Why do pregnant women always have nightmares?

Pregnant women who always have nightmares may be because they are usually depressed or have encountered many terrifying things, which cause them to have nightmares frequently. In this case, pregnant women only need to relax and talk with friends more to relieve the symptoms. It is still necessary to pay attention to the situation where pregnant women often have nightmares. After all, the source of mental illness still needs to be found, and pregnant women should be completely away from the shadow in their hearts.

What to do if you often have nightmares during early pregnancy

1. If you have frequent dreams, nightmares, wake up easily, or sleep too much or too little, and feel tired, sleepy, dizzy, etc. when you wake up the next day, if these symptoms occur 2 to 4 times a week and last for more than a month, you should go to a regular hospital for diagnosis and treatment in time.

2. Dreaming is essential for every normal person and also has some benefits. However, dreams can also experience the pain brought by worries. If the content of dreams has some connection with the reasons why they cause unpleasant mood. Then, due to the influence of psychological factors, the time of dream sleep increases, but the time of dreamless sleep does not increase, and the depth of sleep becomes shallower.
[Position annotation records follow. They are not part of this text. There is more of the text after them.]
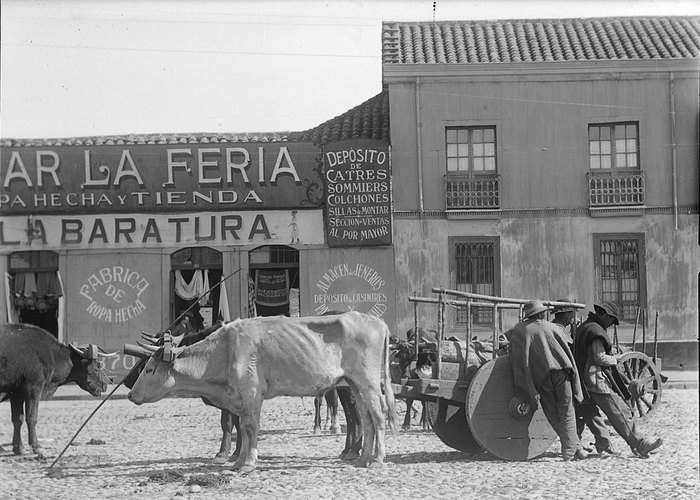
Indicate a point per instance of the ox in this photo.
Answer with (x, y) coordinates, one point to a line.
(185, 330)
(33, 364)
(250, 360)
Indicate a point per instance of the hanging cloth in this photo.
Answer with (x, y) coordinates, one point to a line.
(192, 290)
(29, 284)
(252, 310)
(205, 288)
(224, 313)
(47, 284)
(11, 311)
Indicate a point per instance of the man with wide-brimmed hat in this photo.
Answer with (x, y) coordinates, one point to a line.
(543, 367)
(587, 414)
(602, 382)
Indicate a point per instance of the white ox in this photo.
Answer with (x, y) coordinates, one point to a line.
(250, 360)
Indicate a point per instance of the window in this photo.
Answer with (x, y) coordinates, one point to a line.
(471, 149)
(36, 289)
(620, 271)
(474, 264)
(613, 145)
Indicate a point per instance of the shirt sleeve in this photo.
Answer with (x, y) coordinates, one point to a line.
(598, 354)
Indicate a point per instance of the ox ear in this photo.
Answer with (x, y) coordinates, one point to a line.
(104, 354)
(80, 350)
(176, 340)
(87, 351)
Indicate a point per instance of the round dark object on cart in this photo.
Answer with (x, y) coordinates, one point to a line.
(501, 422)
(449, 422)
(643, 380)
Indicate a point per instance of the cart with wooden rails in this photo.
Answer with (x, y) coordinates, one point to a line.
(474, 407)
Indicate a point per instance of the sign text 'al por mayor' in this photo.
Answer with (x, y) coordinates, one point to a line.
(159, 178)
(357, 178)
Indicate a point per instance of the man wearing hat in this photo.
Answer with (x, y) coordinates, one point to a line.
(543, 367)
(587, 414)
(602, 382)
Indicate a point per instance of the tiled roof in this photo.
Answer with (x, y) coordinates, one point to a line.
(369, 120)
(108, 140)
(531, 40)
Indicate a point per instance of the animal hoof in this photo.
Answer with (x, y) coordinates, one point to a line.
(246, 469)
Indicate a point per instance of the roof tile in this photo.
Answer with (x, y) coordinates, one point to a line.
(468, 42)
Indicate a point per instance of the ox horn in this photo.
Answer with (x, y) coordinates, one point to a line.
(104, 354)
(148, 347)
(136, 351)
(149, 339)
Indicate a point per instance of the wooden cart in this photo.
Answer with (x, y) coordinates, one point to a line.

3. The above phenomenon is mostly caused by emotional reasons. Emotions have a great impact on the baby during pregnancy. For example, fright, severe mental stimulation, and excessive mental stress can cause miscarriage. Don't worry too much. Emotions can affect the fetus's personality and temperament, which cannot be detected by B-ultrasound or other means. Long-term bad mood can affect the endocrine system in the long term, and have adverse effects on both the fetus and yourself.
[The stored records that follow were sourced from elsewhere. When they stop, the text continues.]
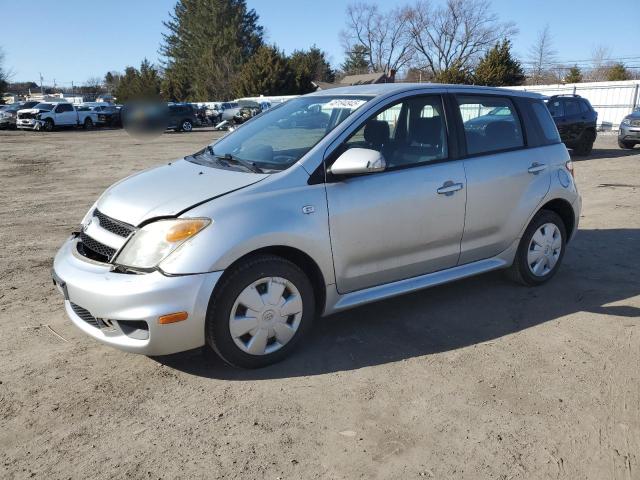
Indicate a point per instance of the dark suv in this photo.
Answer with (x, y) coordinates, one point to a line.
(576, 121)
(182, 117)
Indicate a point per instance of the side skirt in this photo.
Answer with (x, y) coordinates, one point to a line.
(336, 302)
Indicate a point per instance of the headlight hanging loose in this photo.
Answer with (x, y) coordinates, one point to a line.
(156, 241)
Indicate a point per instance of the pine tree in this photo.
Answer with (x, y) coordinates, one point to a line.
(356, 61)
(498, 68)
(308, 66)
(618, 72)
(574, 75)
(207, 43)
(143, 84)
(454, 74)
(268, 73)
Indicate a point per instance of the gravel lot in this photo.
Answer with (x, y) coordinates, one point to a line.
(477, 379)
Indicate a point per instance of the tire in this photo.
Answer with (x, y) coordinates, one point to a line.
(186, 126)
(522, 271)
(263, 275)
(585, 144)
(626, 145)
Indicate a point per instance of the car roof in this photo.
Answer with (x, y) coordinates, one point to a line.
(384, 89)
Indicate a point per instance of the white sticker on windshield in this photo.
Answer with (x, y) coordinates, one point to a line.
(345, 103)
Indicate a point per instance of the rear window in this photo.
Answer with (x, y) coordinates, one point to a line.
(491, 124)
(547, 125)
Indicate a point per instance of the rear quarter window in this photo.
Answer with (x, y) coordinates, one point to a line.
(547, 125)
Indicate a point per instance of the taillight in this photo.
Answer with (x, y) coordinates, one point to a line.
(569, 166)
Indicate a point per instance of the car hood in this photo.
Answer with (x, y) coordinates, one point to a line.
(169, 190)
(32, 110)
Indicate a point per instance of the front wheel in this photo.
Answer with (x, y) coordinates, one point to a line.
(262, 309)
(626, 145)
(540, 251)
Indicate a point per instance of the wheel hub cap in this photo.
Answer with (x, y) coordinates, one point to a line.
(265, 316)
(544, 249)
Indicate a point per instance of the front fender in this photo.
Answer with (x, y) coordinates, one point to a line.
(255, 218)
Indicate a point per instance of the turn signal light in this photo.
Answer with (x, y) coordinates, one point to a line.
(569, 166)
(173, 318)
(184, 230)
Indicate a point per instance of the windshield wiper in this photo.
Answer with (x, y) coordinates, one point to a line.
(227, 157)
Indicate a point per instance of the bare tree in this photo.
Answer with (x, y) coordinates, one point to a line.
(542, 57)
(601, 63)
(383, 35)
(454, 35)
(4, 76)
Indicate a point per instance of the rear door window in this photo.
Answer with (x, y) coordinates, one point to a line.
(491, 124)
(547, 125)
(571, 107)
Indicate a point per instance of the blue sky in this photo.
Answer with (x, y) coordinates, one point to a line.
(74, 40)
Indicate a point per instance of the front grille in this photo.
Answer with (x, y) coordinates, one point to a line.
(114, 226)
(85, 315)
(94, 250)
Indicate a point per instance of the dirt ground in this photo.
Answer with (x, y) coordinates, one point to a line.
(480, 379)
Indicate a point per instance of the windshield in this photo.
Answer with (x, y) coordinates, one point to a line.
(44, 106)
(278, 138)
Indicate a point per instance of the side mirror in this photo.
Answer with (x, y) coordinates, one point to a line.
(357, 161)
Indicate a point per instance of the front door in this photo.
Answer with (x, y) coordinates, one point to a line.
(404, 221)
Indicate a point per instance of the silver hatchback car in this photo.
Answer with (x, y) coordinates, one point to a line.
(326, 202)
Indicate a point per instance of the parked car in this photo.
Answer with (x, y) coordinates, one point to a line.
(241, 244)
(576, 121)
(228, 110)
(106, 114)
(9, 113)
(629, 133)
(181, 117)
(48, 116)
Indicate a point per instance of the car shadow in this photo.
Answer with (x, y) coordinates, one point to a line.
(599, 269)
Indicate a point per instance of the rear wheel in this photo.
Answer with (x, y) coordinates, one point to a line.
(585, 144)
(260, 312)
(626, 145)
(540, 251)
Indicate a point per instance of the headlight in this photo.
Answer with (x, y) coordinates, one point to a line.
(154, 242)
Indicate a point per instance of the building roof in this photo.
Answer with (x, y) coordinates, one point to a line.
(365, 79)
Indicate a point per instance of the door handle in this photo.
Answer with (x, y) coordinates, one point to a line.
(449, 188)
(536, 168)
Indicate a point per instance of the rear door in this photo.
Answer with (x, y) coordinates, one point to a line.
(505, 180)
(574, 119)
(404, 221)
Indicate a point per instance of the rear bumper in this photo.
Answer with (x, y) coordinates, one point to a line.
(111, 303)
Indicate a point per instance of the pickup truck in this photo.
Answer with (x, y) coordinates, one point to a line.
(48, 116)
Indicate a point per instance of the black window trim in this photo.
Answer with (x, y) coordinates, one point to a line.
(463, 137)
(332, 157)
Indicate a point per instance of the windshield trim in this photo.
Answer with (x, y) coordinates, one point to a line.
(273, 167)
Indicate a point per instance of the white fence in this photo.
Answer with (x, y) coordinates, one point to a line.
(612, 100)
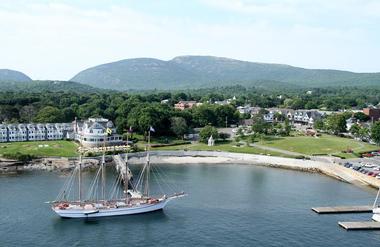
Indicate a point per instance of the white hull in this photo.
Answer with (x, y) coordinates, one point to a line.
(106, 212)
(376, 217)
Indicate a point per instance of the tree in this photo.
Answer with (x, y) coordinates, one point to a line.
(224, 136)
(260, 126)
(206, 132)
(49, 114)
(179, 126)
(364, 133)
(287, 127)
(375, 132)
(336, 123)
(319, 125)
(354, 130)
(361, 117)
(27, 113)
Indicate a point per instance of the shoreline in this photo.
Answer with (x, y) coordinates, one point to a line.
(322, 166)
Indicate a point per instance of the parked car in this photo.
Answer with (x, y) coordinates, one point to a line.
(374, 174)
(356, 168)
(369, 166)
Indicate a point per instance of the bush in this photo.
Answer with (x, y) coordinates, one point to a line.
(19, 156)
(206, 132)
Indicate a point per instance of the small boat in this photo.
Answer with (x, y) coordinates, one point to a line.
(135, 198)
(376, 208)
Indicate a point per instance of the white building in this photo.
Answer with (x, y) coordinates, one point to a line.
(306, 116)
(17, 132)
(92, 133)
(33, 132)
(3, 133)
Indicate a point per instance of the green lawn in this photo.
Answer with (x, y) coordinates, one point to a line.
(325, 144)
(41, 148)
(227, 147)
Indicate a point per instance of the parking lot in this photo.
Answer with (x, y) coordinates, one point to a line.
(369, 165)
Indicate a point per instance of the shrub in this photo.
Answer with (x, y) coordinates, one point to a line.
(19, 156)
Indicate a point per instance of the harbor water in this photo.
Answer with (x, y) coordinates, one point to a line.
(227, 205)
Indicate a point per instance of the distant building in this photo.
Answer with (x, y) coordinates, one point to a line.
(306, 116)
(92, 133)
(351, 121)
(182, 105)
(3, 133)
(165, 101)
(372, 113)
(33, 132)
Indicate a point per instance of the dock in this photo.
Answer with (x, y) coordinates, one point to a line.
(360, 225)
(343, 209)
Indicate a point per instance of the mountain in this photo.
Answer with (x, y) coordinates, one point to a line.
(207, 71)
(48, 86)
(7, 75)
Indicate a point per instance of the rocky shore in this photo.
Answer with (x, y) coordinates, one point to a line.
(322, 165)
(46, 164)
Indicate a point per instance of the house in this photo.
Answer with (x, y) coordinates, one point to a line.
(286, 113)
(351, 121)
(3, 133)
(269, 117)
(306, 116)
(246, 122)
(181, 105)
(17, 132)
(372, 113)
(92, 133)
(244, 109)
(165, 101)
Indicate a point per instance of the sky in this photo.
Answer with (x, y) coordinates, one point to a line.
(57, 39)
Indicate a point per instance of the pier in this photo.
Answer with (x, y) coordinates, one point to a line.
(343, 209)
(360, 225)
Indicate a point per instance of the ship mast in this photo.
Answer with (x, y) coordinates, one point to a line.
(126, 179)
(80, 177)
(103, 168)
(146, 187)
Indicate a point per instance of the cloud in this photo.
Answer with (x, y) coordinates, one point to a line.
(55, 41)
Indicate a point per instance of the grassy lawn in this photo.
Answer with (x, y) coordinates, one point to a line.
(227, 147)
(325, 144)
(41, 148)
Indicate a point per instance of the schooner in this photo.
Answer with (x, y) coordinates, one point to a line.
(135, 198)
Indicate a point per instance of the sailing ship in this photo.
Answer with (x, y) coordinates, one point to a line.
(376, 208)
(135, 198)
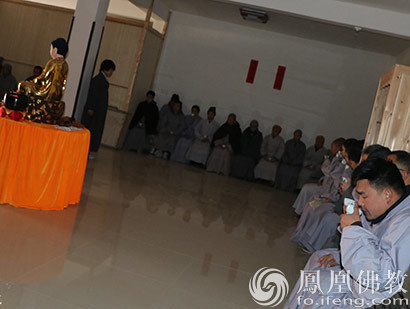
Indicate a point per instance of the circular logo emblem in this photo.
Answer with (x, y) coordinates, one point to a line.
(268, 287)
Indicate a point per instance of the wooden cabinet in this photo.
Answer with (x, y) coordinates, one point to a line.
(390, 120)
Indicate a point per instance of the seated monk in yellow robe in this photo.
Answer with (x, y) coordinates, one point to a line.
(50, 85)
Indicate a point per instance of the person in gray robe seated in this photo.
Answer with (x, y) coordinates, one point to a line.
(227, 140)
(167, 108)
(318, 224)
(329, 166)
(375, 151)
(187, 136)
(272, 150)
(170, 126)
(143, 126)
(243, 163)
(204, 132)
(374, 250)
(291, 163)
(314, 157)
(401, 159)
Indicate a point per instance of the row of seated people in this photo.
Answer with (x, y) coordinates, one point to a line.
(374, 239)
(225, 149)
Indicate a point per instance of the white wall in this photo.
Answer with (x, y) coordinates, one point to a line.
(328, 89)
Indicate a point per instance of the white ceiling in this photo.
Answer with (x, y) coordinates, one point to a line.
(402, 6)
(279, 22)
(296, 26)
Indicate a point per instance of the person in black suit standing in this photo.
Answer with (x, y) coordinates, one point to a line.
(95, 109)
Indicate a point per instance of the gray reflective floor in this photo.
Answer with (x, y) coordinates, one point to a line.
(147, 234)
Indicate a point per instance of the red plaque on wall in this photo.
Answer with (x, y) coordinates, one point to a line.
(280, 75)
(252, 71)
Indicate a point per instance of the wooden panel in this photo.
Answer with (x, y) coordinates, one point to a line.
(398, 132)
(390, 121)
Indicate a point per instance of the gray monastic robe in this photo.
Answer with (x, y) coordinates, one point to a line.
(204, 132)
(311, 171)
(378, 249)
(290, 165)
(169, 122)
(186, 139)
(243, 163)
(311, 191)
(317, 225)
(273, 148)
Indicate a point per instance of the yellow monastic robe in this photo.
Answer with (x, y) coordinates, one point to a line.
(50, 85)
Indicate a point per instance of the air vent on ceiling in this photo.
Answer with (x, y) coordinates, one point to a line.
(254, 15)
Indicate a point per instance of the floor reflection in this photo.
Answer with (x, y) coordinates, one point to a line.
(148, 233)
(31, 238)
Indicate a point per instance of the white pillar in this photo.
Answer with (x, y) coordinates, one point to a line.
(84, 42)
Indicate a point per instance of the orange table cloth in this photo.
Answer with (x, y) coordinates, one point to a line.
(41, 167)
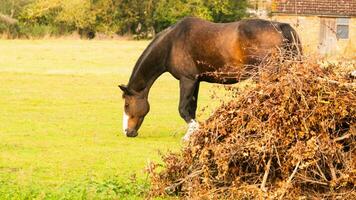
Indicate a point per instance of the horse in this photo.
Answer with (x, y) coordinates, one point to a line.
(194, 50)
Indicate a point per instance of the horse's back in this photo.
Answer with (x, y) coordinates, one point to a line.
(199, 46)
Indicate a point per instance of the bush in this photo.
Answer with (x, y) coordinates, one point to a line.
(292, 136)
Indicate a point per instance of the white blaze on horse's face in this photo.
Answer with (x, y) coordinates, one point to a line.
(135, 110)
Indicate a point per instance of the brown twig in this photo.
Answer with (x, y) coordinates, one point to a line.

4. Pregnant women should fundamentally eliminate the psychological factors that cause poor sleep, adopt the correct methods and attitudes to face psychological difficulties, and gradually resolve the difficulties and contradictions in reality. Painful dreams will decrease, sleep will return to normal, and many other coexisting symptoms will disappear.
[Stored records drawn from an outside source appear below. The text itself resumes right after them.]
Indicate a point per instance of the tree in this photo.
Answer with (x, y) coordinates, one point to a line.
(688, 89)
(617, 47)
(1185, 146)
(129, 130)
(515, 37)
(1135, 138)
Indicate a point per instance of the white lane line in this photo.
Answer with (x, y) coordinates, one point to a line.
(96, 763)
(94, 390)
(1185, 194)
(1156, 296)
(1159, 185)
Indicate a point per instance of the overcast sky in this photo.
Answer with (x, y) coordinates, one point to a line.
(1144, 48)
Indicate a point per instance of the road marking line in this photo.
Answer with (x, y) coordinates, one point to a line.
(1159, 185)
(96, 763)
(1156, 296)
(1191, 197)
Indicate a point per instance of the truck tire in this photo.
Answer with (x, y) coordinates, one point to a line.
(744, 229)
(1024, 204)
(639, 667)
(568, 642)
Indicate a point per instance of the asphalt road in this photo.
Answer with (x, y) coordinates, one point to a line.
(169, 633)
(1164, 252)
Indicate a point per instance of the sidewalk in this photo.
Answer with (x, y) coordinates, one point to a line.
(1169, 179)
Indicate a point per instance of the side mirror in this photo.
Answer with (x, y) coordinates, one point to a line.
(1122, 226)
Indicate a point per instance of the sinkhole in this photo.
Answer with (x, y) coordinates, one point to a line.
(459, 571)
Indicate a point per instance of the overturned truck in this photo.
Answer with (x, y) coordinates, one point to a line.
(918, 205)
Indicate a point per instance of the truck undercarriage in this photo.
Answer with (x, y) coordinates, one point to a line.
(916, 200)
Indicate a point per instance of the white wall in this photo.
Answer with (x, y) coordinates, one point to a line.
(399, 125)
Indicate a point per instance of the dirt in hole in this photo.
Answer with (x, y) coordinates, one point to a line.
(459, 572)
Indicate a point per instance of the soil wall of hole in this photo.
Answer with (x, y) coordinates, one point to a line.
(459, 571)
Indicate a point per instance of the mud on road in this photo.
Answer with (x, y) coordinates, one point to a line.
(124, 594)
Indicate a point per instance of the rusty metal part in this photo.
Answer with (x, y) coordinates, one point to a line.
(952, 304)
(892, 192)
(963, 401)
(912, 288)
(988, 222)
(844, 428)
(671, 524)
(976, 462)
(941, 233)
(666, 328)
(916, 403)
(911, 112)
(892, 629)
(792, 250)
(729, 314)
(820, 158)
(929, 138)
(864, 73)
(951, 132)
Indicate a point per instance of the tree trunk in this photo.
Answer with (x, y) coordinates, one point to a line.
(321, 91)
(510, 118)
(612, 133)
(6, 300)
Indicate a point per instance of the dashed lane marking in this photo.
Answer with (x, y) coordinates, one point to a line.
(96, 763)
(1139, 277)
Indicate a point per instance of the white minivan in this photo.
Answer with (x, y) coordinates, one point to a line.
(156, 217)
In short, when the psychological factors of worry are gone, the series of reactions caused by them will also disappear.

What to pay attention to in early pregnancy diet

1. Protein intake. This period is when the body stores relatively more protein, with the fetus retaining about 170g and the mother retaining about 375g. This requires that pregnant women's dietary protein supply increase by 25g compared to non-pregnant women, and they should consume more animal and soy foods.

2. Essential fatty acids. This period is the peak period for fetal brain cell proliferation. Adequate essential fatty acids such as arachidonic acid are needed to meet the needs of brain development. Eating more marine fish can help supply DHA.

3. Intake of calcium and iron. More than half of the calcium in the fetus is stored in the late pregnancy. Pregnant women should consume 1500 mg of calcium daily and supplement with an appropriate amount of vitamin D. The fetal liver stores iron at a rate of 5 mg per day during this period, reaching 300-400 mg of iron by birth. Pregnant women should consume 28 mg of iron per day, and should consume more hemoglobin-type iron from animal foods.

4. Pregnant women should consume milk, fish and soy products regularly. It is best to fry small fish or crisp them with vinegar and eat them with bones, and drink pork rib soup. Shrimp skin is rich in calcium, so a small amount can be added to the soup; animal liver and blood are high in iron and have a high utilization rate, so they should be used frequently.

5. Vitamins. Adequate water-soluble vitamins are needed in the late stages of pregnancy, especially thiamine. Deficiency of thiamine can easily cause vomiting, fatigue, and weak uterine contractions during delivery, leading to delayed labor.

6. The supply of heat energy is the same as that in the second trimester, and there is no need to supplement too much, especially in the last month of the third trimester. The intake of saturated fat and carbohydrates should be appropriately limited to prevent the fetus from being too large and affecting smooth delivery.